I'm sure they're earlier this year. I've had some in bloom for a couple of weeks. My best birthday present was a few years back when I received 1,000 in the green snowdrops to plant up in early March. I worked at Hodsock Farm as a student, testing peas for their tenderness. The post was always addressed to Odd Sock Farm!

Gardeners' World Web User 28/01/2009 at 10:20

Mine are up and out! I bought a beautiful one last year at the Chelsea Physic garden, called Galanthus nivalis 'Sandersii', and I'm eagerly awaiting that one - it seems to be a late developer.

Gardeners' World Web User 28/01/2009 at 12:16

I agree they are earlier this year (than last anyway) which surprises me considering the cold weather we've had. Very welcome their cheery little heads are!

Gardeners' World Web User 28/01/2009 at 15:08

I don't have any snowdrops yet but the witch hazel is still glorious. It has been in flower for more than a month but the problem is I don't know which variety it is (I inherited the garden a few years ago with mature planting); it seems too orange to be Hamamelis x intermedia 'Diane' but not sure what else. Can I submit pictures on this blog?

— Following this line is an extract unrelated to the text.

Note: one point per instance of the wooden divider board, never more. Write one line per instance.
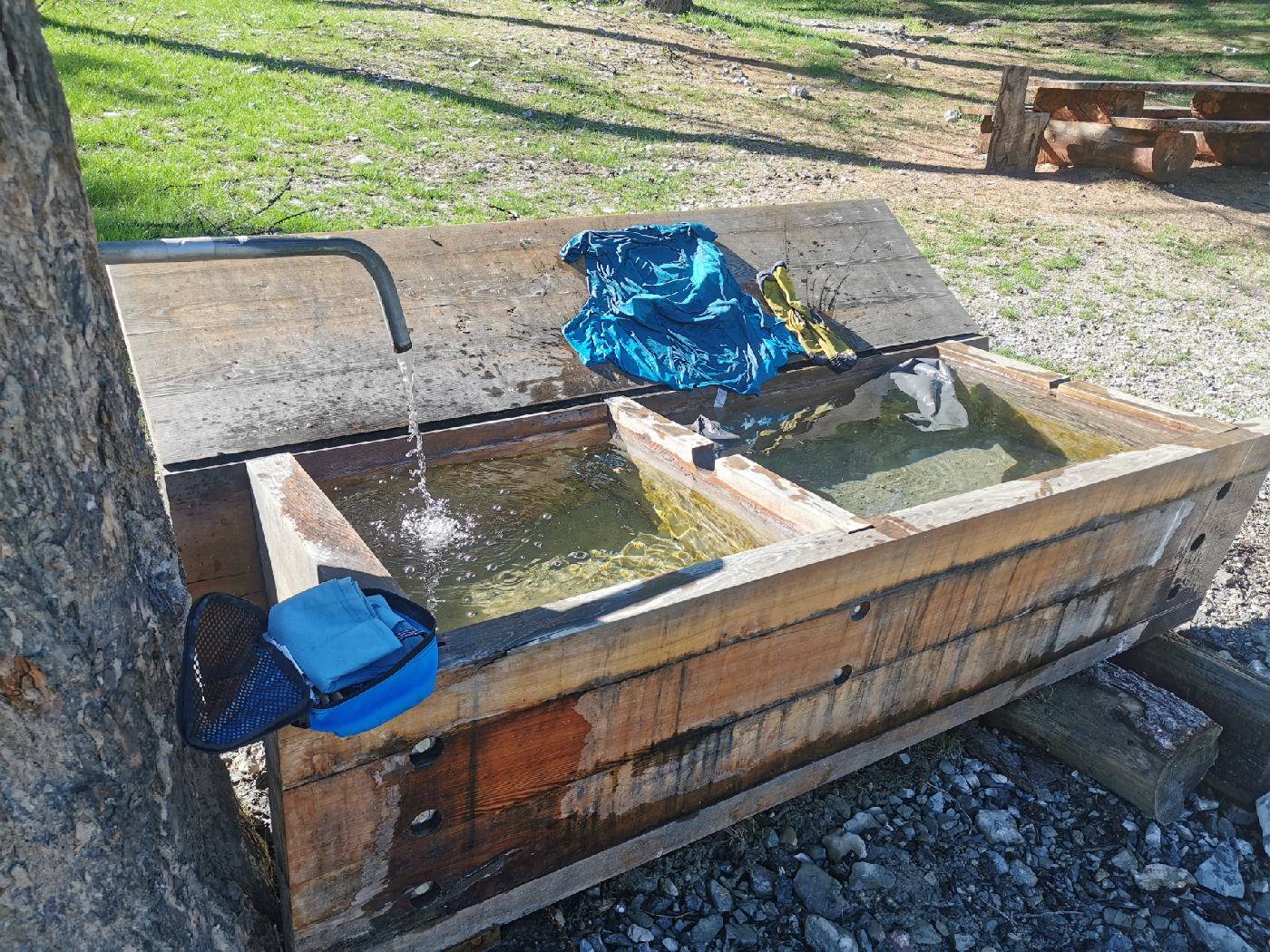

Gardeners' World Web User 28/01/2009 at 16:05

I have a few wee snowdrops in my 'white garden' and when I saw the first bloom the other week I was chuffed to bits. You've got to admire them - we've had some quite hard frosts and then heavy rain, sleat and hail, followed by more frost, and there they are ... bravely flowering and looking fab! Last Feb we visited the walled garden at Colzium House,Kilsyth as part of the Visit Scotland snowdrop festival and it was a delight.